A current exhibition, Willem de Kooning: The Breakthrough Years, 1945–50, at the Princeton University Art Museum focuses on de Kooning’s art in the formative and thereby significant years when he established his style and laid the groundwork for his future reputation. De Kooning set about to explore a new definition of painting, a focus on both color and gesture. His gesture—his signature mark—was bold, swift, and heavy. He applied paint on the canvas wet, thick, and demonstrating speed. In his earlier pieces, he worked toward this more mature style.

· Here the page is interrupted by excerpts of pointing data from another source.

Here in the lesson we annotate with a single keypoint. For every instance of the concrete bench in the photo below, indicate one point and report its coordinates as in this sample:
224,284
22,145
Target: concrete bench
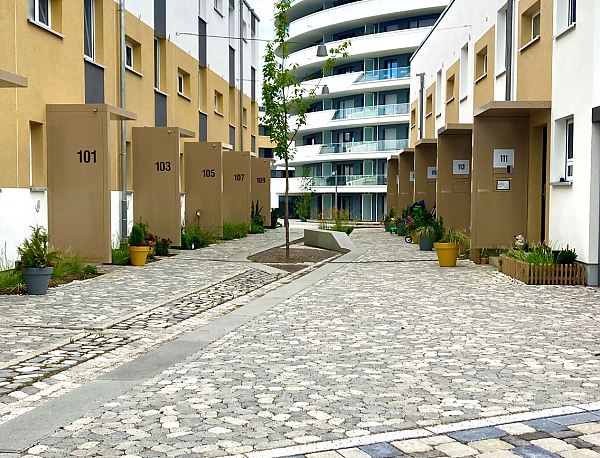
329,240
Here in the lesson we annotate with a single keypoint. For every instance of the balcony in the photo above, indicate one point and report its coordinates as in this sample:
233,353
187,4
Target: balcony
384,74
364,147
351,180
380,110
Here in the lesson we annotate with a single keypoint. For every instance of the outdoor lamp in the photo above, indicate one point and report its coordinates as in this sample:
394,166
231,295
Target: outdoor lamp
322,51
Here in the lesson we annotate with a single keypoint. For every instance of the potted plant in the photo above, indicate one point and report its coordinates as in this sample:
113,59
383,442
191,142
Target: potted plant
448,246
429,234
36,261
274,216
138,246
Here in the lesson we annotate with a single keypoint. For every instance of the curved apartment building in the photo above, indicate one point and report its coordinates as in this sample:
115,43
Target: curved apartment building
361,115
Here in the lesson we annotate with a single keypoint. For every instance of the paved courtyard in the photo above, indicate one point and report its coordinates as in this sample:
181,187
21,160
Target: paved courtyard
382,349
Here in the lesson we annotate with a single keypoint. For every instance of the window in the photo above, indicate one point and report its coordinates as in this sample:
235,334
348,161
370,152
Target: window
218,102
572,12
429,105
501,41
535,26
180,84
128,56
464,71
89,28
569,149
450,89
481,64
39,11
438,93
156,63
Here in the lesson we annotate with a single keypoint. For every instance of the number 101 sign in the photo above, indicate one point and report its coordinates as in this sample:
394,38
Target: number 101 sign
504,158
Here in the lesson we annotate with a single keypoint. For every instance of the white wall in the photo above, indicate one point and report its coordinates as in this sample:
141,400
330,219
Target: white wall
465,22
18,213
574,209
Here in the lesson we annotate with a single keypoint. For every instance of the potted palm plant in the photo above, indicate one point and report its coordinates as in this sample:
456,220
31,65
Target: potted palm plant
138,246
448,247
36,261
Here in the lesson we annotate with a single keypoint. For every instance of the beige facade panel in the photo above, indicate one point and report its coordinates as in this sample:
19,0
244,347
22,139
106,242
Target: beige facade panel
485,57
79,180
9,79
425,160
204,185
452,92
414,123
534,58
156,179
499,194
453,194
429,108
392,186
237,179
261,183
406,168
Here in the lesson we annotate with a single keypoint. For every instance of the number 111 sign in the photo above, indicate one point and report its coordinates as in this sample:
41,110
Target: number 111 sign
504,158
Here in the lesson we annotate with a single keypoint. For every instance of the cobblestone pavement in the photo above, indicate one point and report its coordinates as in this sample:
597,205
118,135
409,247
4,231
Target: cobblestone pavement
375,347
38,362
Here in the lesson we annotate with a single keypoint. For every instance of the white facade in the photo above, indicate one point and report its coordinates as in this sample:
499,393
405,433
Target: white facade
574,210
364,115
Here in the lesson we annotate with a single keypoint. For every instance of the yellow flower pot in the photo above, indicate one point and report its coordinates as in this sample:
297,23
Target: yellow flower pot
138,255
447,253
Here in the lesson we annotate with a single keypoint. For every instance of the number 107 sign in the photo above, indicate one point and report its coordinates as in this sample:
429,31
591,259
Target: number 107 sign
504,158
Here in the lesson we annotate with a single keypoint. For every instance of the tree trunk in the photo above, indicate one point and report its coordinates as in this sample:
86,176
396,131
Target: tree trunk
286,220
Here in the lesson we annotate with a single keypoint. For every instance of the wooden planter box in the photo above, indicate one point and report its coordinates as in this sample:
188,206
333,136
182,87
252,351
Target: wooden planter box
536,274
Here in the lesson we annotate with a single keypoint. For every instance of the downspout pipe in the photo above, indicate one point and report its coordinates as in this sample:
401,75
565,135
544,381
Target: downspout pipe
509,48
421,113
123,130
241,75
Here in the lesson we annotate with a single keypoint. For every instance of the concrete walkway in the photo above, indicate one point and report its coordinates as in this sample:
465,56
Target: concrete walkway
387,343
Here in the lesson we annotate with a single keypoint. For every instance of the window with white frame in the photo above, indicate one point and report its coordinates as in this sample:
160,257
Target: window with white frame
572,18
535,25
464,71
569,149
501,41
156,63
438,93
39,11
180,83
89,32
129,56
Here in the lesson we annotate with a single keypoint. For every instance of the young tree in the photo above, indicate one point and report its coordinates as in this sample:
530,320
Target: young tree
283,95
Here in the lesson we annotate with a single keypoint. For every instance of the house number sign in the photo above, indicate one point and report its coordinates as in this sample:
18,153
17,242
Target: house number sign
504,158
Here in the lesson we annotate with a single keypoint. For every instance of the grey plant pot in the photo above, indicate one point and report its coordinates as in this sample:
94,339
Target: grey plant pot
37,279
425,244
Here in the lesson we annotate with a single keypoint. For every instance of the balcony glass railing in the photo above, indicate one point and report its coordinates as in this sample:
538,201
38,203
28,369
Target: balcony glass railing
364,147
380,110
385,74
351,180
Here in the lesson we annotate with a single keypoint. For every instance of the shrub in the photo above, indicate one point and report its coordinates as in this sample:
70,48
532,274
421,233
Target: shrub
35,251
137,236
203,237
120,256
234,230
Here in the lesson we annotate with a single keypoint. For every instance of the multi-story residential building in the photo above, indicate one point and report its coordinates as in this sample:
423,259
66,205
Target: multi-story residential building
182,69
519,80
361,113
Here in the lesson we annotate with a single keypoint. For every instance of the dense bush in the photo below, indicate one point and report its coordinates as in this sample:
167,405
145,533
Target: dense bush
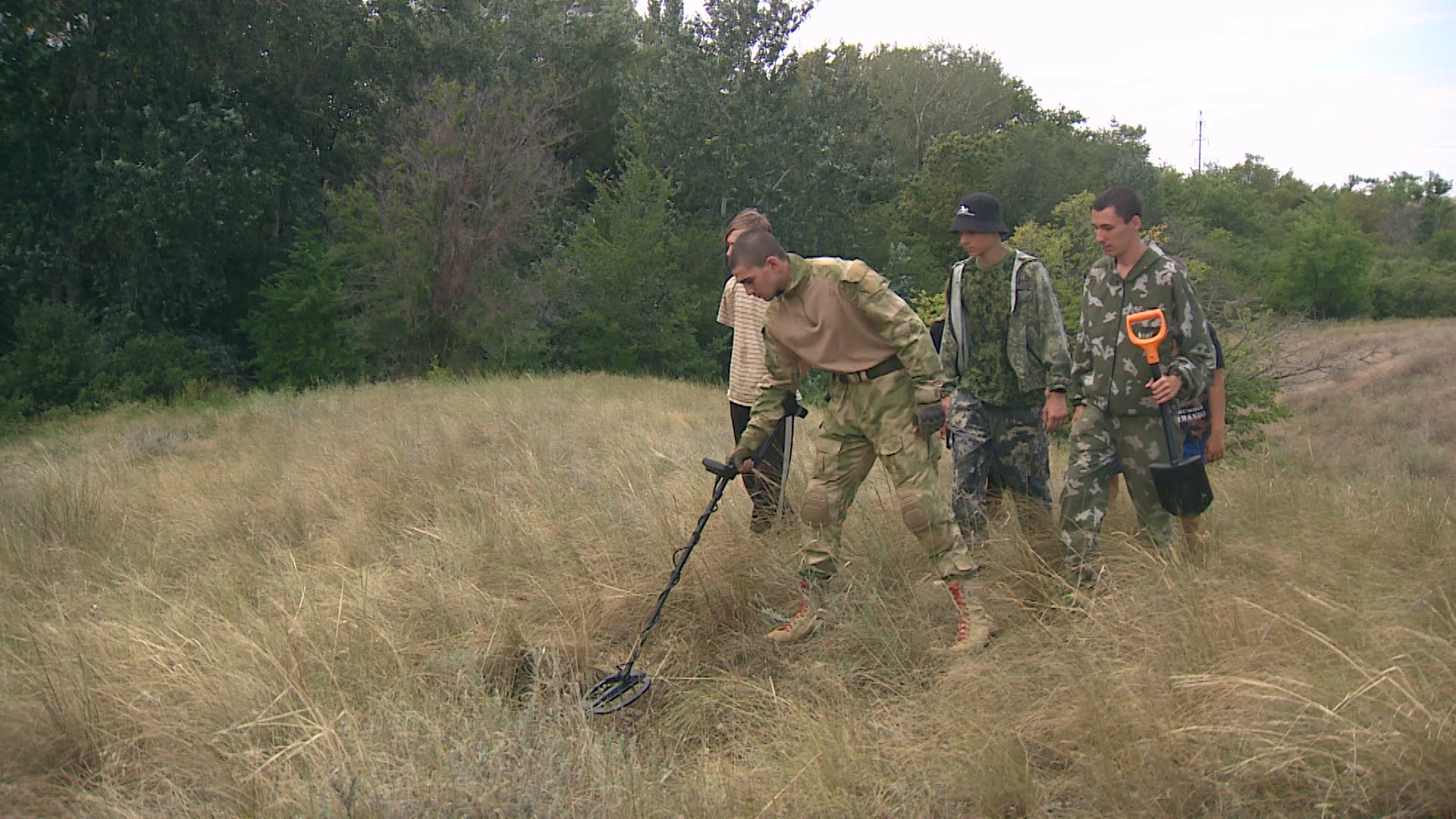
639,297
150,366
1413,289
302,325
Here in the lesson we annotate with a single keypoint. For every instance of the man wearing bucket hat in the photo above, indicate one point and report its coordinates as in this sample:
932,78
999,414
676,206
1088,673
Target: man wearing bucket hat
1112,388
1005,350
842,316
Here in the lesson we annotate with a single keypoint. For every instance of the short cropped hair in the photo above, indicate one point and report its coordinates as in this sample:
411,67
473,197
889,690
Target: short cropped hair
1120,199
753,249
748,219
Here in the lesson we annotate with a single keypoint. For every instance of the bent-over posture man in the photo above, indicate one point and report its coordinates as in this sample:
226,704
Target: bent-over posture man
884,403
1112,385
1005,350
745,315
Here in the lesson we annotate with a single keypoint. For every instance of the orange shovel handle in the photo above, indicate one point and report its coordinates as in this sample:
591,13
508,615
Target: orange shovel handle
1150,343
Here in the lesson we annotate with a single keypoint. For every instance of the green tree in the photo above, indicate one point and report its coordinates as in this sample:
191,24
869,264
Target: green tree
1326,265
433,242
53,360
927,93
638,299
1031,168
302,327
736,118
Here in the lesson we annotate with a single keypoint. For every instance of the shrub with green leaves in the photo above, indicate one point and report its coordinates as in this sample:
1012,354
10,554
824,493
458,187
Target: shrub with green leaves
302,327
1413,289
53,362
149,366
1326,265
641,289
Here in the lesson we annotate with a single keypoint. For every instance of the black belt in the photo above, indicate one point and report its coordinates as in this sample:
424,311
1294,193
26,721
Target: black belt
881,369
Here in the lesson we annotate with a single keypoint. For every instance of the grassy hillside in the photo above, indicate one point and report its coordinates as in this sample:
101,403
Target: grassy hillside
386,601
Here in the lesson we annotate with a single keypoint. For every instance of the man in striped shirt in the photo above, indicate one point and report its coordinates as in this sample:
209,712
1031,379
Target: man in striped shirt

In the Princeton show, viewers can see de Kooning’s first steps toward thinking about assembly, the abstract image, in both color and black and white. It demonstrates a process where the canvas is a place, like a stage, where the action of painting is recorded—a very personal and highly subjective point of view for the artist.
Breaking through the boundaries of Cubism and Surrealism, he formulated a method whereby the canvas became a field in which paint lived, and action appeared through brush strokes, patches of color, and the gifted line of a well-trained draughtsman. The result is a vibrant living canvas, one that exudes energy and at the same time a sense of discovery as the eye is provoked by color and texture. De Kooning made painting a drama, not simply the act of representation, but the expression of being a painter, demonstrated by the drawn line interwoven on the canvas. The two key words used to describe his work are immediacy and improvisation, like the music of the day, both rhythmic and syncopated.